By MARK J. MILLER, Staff writer
POSTED: October 29, 2009

This week I continue my wish list for upcoming holiday releases.

One of my most anticipated releases drops on Tuesday with "Sinatra: New York," a four-CD, one DVD box set of Sinatra performing 71 live and unreleased songs recorded in the Big Apple from 1955 to 1990.

Sinatra, born in Hoboken, N.J., across the river from New York, may have been from new Jersey but his adopted home was New York City.

This retrospective released by Rhino Records will undoubtedly be superb, and I'm sure similar in quality to Rhino's other astonishing box set featuring Old Blue Eyes live in Las Vegas released two years ago.

That box set was a revelation, as the quality of Sinatra's performances from the 1950s until the 1980s were amazingly consistent.

Even when his voice had obviously seen its better days, Sinatra's sense of drama was more than enough to cover what he had lost in sheer vocal technique. Of everything I'm looking forward to in the last two months of this year, this has to be my No. 1 choice. And I've never met a Sinatra box set I didn't like, particularly when compiled by Rhino.

One of my other favorite live recordings of all time is getting the super deluxe treatment, with the Rolling Stones "Get Yer Ya-Ya's Out!," recorded in 1969 before a sell-out crowd at Madison Square Garden, being released by Abkco records.

The original release boasts everything the Stones were at the end of the 1960s - loud, dangerous, snotty and ferocious live. This album inspired me to no end as a teenager, and I learned to play the Stones' catalog by playing along with this record. Since then its cache has only risen in stature, but I always thought it was one of the greatest rock live albums of all time.

The single album is being augmented in this Tuesday release with two additional CDs of more unreleased performances that steamy evening, including a smoking CD of the never-before-released set by blues legend B.B. King and Ike and Tina Turner, who opened the concert for the Stones. There's also an additional DVD included with film footage of the concert and intimate shots backstage. If that isn't enough for you, there's also a super, duper deluxe edition with all of the above and the entire concert on three vinyl records along with the CDs and the DVD.

Guess which deluxe edition I'll be getting? "Jumping Jack Flash" will be on my turntable this Christmas, baby.

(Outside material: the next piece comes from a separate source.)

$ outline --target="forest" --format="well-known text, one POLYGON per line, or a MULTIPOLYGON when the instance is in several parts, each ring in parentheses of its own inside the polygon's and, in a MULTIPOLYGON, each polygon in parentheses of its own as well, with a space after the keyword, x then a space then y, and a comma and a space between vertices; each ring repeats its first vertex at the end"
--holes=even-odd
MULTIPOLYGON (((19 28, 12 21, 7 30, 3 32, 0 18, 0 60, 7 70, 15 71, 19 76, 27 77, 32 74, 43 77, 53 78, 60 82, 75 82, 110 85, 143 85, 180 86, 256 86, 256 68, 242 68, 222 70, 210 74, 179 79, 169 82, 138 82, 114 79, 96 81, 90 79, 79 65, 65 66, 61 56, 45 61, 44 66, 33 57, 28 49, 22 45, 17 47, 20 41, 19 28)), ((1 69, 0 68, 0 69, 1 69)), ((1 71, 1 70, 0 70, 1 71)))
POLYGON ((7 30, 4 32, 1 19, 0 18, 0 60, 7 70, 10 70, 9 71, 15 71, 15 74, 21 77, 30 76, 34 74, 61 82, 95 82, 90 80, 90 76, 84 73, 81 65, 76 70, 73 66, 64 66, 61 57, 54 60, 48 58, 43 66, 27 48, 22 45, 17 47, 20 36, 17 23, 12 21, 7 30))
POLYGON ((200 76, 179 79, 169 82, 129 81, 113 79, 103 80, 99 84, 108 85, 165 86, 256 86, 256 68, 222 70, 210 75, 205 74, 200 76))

On Nov. 10 Rhino releases another winner with "The Doors Live in New York," a six-CD set featuring the legendary band's complete performances at the Felt Club recorded in 1970. While the Doors catalog may be known to most rock fans, what isn't well-known is how compelling the band was live. Every show was a new experience for the band led by the murcurial and unpredictable Jim Morrison. You never knew what you were going to get listening to Morrison - it's either stunning brilliance or drunken ramblings, with little in-between. It didn't hurt that all were master musicians, and the extended jams on familiar tunes get to showcase the band at its very best. I love this stuff, and you should, too.